About 20 months later, just weeks before Hoover was due to testify before a House committee, the FBI ended the wiretaps. When Time magazine learned of the story two years later and asked the White House to comment, a spokesman denied that any wiretaps were asked for or received. A month later the new FBI director told the same story to the Senate Judiciary Committee.

In another case in 1969, John Ehrlichman ordered a wiretap of newspaper columnist Joseph Kraft. A security consultant for the Republican National Committee installed the tap of Kraft's home. When Kraft travelled overseas, the FBI asked local authorities to wiretap his hotel room.

Supreme Court Snooping

The reach of law enforcement agents did not even end at the august doors of the U.S. Supreme Court. Not only did FBI director J. Edgar Hoover influence which justices would be appointed, he wiretapped them and spied on them once they were in office.

The FBI admitted in 1988, in response to a Freedom of Information Act lawsuit, that Justice William O. Douglas had been the target of numerous wiretaps. (When Justice Douglas in June 1970 was discussing the impeachment of another justice, Hoover sent H.R. Haldeman a detailed report on the intercepted conversation.) Agents also listened in on the conversations of justices Earl Warren, Abe Fortas and Potter Stewart.

"For years William O. Douglas had been writing, in great secrecy he believed, the final volume of his memoirs, dealing with his Court years," writes Curt Gentry in his Hoover biography. "He was so obsessed with preventing leaks that he made only one copy of the manuscript.

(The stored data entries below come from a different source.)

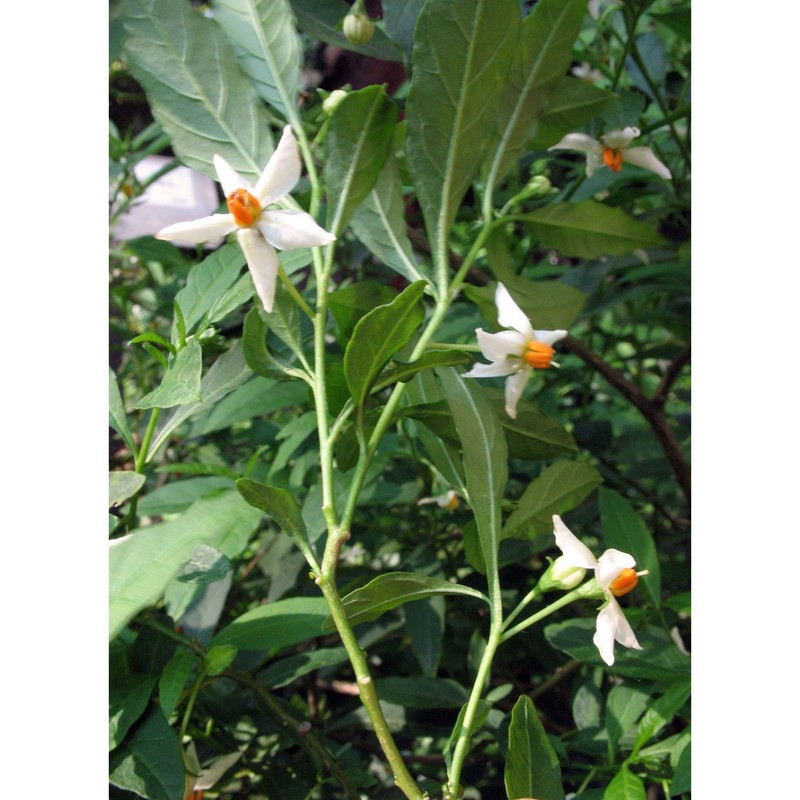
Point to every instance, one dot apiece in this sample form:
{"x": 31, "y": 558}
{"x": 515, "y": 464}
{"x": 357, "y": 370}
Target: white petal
{"x": 593, "y": 163}
{"x": 576, "y": 553}
{"x": 514, "y": 387}
{"x": 282, "y": 171}
{"x": 549, "y": 337}
{"x": 510, "y": 315}
{"x": 620, "y": 139}
{"x": 262, "y": 260}
{"x": 612, "y": 626}
{"x": 288, "y": 230}
{"x": 644, "y": 157}
{"x": 605, "y": 631}
{"x": 578, "y": 141}
{"x": 229, "y": 178}
{"x": 610, "y": 564}
{"x": 497, "y": 369}
{"x": 497, "y": 346}
{"x": 208, "y": 229}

Sometime between October 4 and November 12, 1968, the final draft of his section on Lyndon Baines Johnson was stolen from his office in the Supreme Court." After finding he was unable to recreate the lost chapter, Douglas never forgave Hoover.

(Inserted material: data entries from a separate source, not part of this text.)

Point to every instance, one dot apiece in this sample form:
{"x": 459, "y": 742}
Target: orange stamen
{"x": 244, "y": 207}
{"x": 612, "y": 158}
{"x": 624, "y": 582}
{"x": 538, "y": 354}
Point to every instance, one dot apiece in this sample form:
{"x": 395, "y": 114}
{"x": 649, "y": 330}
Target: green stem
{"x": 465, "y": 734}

The FBI's high court informants were well-placed. They included the chief of the Supreme Court police, Captain Philip H. Crook. The court's clerk, Harold B. Willey, too, helped FBI agents "know what action individual judges, or the court as a whole, was taking," a bureau memorandum says.

Civil Rights Spying

The FBI's investigation of the NAACP began in 1941 and continued for at least 25 years. It focused on chapters in cities across the nation, but the FBI's New York field office was particularly enthusiastic, sending to headquarters a 137-page report in 1957 and dossiers on all the NAACP board members and national officers in 1966.

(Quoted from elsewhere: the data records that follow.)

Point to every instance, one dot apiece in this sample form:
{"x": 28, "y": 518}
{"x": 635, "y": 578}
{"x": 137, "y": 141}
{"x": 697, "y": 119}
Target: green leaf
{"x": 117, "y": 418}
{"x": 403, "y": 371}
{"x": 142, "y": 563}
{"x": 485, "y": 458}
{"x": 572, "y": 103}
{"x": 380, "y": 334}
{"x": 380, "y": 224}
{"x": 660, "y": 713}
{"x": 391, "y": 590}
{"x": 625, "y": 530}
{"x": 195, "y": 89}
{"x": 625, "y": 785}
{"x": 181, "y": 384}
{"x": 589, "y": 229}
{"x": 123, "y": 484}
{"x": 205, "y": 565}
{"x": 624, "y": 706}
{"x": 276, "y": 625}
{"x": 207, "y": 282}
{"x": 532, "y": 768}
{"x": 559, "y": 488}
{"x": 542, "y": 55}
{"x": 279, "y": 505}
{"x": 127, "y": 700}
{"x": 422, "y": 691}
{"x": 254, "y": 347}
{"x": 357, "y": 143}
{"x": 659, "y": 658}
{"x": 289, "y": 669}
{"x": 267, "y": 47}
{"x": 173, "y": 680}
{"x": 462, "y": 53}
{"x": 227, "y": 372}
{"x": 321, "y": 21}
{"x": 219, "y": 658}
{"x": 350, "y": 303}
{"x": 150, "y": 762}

Then there was the Army's nationwide domestic surveillance program conducted in the late 1960s. Its targets? "The civil rights movement" and the "anti-Vietnam/anti-draft movements." The spooks compiled dossiers on more than 100,000 Americans, including Joan Baez, Dr. Benjamin Spock, Rev. William Sloane Coffin, Congressman Abner Mikva and Senator Adlai Stevenson III.

Free speech rights were also trampled. In 1967, a memo to all FBI field offices ordered agents to counter what the government viewed as a "Black Nationalist" threat. "Consideration should be given to techniques to preclude" leaders of unapproved groups "from spreading their philosophy publicly through various mass communication media," the memo said.

IRS Prying

When Gregory Millman published an article in the September 1991 issue of Corporate Finance that displeased the Internal Revenue Service, the agency struck back.

Millman's article said the IRS had failed to collect billions in taxes owed by large corporations like General Motors. Who had leaked this information to a reporter?

"Almost immediately, without informing Millman, the IRS obtained from the telephone company a list of all the numbers the reporter had dialed from his phone. But then the IRS cast a much wider net, requesting telephone companies all over the country to provide it with the toll record of all the telephone calls made by those persons whom Millman had called," writes David Burnham in "Above the Law."